Malvern French Film Centre

Film 2025-06 Hotel du Nord

15th Jun 2025 7pm Studio One

 

Anabelle and Jean-Pierre Aumont in Hotel du Nord

 

Hôtel du Nord (1938) directed by Michel Carné

Cert PG, Running Time 1h 53m

Starring Anabella, Jean-Pierrer Aumont, Louis Jouvet. On the meandering Canal St. Martin, at the Parisian Hôtel du Nord, a nearly fatal gunshot separates a dejected young couple. But, amid a sad but beautiful panorama of lively characters, love has the final say. Can life be a fairy tale? Paris-1938. In a hotel near the Canal Saint-Martin, a communion is celebrated. Hotel guests and owners celebrate the event with a meal. During the meal, a young couple of lovers comes to rent a room with the aim of committing suicide. During the night a shot rings out, the young woman is wounded and the young man disappears. The hoteliers then welcome the young woman for her convalescence and hire her as a waitress. Her life will then be intertwined with the life of the hotel and with another truculent couple, a girl and her pimp… Marcel Carné adapted Eugène Dabit’s novel “Hôtel du Nord” for the screen. In fact Eugène Dabit was none other than the son of the owners of the real Hôtel du Nord on the Canal Saint-Martin that still stands today. At that time, the Hôtel was a source of inspiration for the novel, which transcribes the simple lives of ordinary, but “colourful” Parisians. Anguished young lovers, fallen women, wanted criminals, and all manner of social castoffs: these are the disreputable denizens of the Hôtel du Nord, an atmospherically seedy boardinghouse on the bustling banks of the Canal Saint-Martin in Paris, whose lives collide in Marcel Carné’s bittersweet rhapsody of romance, betrayal, revelry, and violence.
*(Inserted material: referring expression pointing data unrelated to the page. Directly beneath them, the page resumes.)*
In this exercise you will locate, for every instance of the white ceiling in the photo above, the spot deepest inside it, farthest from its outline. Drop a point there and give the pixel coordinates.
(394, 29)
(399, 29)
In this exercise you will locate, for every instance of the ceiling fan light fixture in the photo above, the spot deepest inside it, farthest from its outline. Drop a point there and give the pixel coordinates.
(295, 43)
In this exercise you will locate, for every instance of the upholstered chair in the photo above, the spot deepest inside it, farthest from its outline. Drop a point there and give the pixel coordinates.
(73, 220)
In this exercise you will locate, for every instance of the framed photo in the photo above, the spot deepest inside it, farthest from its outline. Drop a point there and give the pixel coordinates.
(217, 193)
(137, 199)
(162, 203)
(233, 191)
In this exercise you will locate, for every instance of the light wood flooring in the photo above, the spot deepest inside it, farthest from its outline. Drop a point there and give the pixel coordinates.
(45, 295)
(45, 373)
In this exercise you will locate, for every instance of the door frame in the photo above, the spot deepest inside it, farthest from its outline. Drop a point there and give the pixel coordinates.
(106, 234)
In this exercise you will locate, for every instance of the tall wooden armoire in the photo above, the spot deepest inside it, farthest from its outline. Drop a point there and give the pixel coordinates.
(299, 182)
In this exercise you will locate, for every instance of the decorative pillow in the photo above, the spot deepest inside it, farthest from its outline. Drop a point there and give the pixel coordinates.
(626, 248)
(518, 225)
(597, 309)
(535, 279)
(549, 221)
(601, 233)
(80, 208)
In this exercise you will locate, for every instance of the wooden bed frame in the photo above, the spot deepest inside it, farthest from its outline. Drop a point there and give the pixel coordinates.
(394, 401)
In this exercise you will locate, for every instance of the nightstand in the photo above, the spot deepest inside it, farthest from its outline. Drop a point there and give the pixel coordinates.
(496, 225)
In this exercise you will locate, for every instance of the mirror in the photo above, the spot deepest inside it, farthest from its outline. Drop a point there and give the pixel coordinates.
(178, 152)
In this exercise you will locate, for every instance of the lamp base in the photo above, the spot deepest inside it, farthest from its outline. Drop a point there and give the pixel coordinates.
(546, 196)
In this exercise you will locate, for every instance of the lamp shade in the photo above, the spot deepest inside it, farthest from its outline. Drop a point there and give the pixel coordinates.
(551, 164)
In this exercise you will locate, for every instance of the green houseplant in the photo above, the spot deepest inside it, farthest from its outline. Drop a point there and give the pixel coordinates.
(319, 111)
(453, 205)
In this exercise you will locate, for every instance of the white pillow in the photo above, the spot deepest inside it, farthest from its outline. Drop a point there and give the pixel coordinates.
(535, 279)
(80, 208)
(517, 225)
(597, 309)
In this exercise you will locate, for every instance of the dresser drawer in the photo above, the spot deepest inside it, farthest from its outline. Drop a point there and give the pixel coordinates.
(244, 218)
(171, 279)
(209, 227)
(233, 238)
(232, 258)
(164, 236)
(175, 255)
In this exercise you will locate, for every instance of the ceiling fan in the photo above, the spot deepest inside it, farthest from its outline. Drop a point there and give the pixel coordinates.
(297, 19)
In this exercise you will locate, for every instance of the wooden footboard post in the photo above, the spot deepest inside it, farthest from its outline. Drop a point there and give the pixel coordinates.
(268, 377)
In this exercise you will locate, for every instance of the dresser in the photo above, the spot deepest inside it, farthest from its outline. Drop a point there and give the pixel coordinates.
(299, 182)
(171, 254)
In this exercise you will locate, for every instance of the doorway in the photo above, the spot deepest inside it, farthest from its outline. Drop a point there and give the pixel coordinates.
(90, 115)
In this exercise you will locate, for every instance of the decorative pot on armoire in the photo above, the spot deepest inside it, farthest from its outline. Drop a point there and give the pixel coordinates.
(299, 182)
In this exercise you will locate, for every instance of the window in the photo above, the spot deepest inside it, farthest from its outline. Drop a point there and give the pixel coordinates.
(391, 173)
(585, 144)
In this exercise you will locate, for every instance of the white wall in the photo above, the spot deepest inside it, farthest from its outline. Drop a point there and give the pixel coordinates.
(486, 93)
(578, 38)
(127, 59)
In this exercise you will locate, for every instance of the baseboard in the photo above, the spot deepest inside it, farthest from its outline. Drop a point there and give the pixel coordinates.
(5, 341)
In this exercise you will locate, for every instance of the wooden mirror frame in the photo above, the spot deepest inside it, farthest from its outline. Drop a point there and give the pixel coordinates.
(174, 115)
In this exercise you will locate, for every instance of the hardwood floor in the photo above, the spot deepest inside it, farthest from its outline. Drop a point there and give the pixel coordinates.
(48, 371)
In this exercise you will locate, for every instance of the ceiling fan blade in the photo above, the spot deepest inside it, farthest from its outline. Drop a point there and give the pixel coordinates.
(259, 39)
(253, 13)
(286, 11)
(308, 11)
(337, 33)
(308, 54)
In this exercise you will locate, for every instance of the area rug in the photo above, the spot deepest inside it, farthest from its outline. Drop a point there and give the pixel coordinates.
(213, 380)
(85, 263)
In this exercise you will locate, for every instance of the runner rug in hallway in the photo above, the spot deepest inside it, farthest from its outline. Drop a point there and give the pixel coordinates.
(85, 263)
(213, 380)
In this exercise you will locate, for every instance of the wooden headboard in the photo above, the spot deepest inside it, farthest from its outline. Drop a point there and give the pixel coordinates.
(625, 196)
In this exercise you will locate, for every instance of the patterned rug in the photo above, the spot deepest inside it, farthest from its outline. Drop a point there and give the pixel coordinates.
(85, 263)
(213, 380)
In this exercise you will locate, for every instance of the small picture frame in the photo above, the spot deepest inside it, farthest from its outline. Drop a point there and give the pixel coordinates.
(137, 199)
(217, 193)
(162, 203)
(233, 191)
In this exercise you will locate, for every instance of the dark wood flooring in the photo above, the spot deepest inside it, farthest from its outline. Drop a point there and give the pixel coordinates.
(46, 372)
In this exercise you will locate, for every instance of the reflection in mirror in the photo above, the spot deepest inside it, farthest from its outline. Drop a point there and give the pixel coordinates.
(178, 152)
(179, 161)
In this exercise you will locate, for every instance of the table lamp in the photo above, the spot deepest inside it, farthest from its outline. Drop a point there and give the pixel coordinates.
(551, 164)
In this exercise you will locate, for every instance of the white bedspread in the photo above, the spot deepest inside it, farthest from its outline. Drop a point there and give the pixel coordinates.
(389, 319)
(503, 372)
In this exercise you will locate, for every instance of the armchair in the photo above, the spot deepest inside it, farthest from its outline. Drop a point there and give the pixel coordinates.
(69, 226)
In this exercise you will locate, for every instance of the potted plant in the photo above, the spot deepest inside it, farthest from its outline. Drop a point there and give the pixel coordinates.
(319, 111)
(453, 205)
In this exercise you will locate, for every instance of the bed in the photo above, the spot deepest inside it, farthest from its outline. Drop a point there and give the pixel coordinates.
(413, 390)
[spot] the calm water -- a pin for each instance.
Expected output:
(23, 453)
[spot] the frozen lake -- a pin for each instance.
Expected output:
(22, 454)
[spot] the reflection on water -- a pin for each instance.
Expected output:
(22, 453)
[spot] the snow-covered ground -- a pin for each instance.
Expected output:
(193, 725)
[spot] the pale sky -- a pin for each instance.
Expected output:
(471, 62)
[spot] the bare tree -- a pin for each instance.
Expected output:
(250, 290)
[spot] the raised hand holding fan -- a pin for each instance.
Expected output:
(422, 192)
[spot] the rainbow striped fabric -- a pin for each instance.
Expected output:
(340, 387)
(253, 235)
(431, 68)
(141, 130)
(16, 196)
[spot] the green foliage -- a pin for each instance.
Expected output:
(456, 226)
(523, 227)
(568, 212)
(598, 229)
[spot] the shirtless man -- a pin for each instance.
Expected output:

Featuring evocative production design by the famed Alexandre Trauner and a colorful ensemble cast of some of classical French cinema’s most illustrious stars—including Annabella, Louis Jouvet, and a divinely dissolute Arletty in one of her most iconic roles—Hôtel du Nord is a jewel of a film and a sublime exemplar of Carné’s celebrated poetics, imbuing working-class lives and dramas with a touching nobility.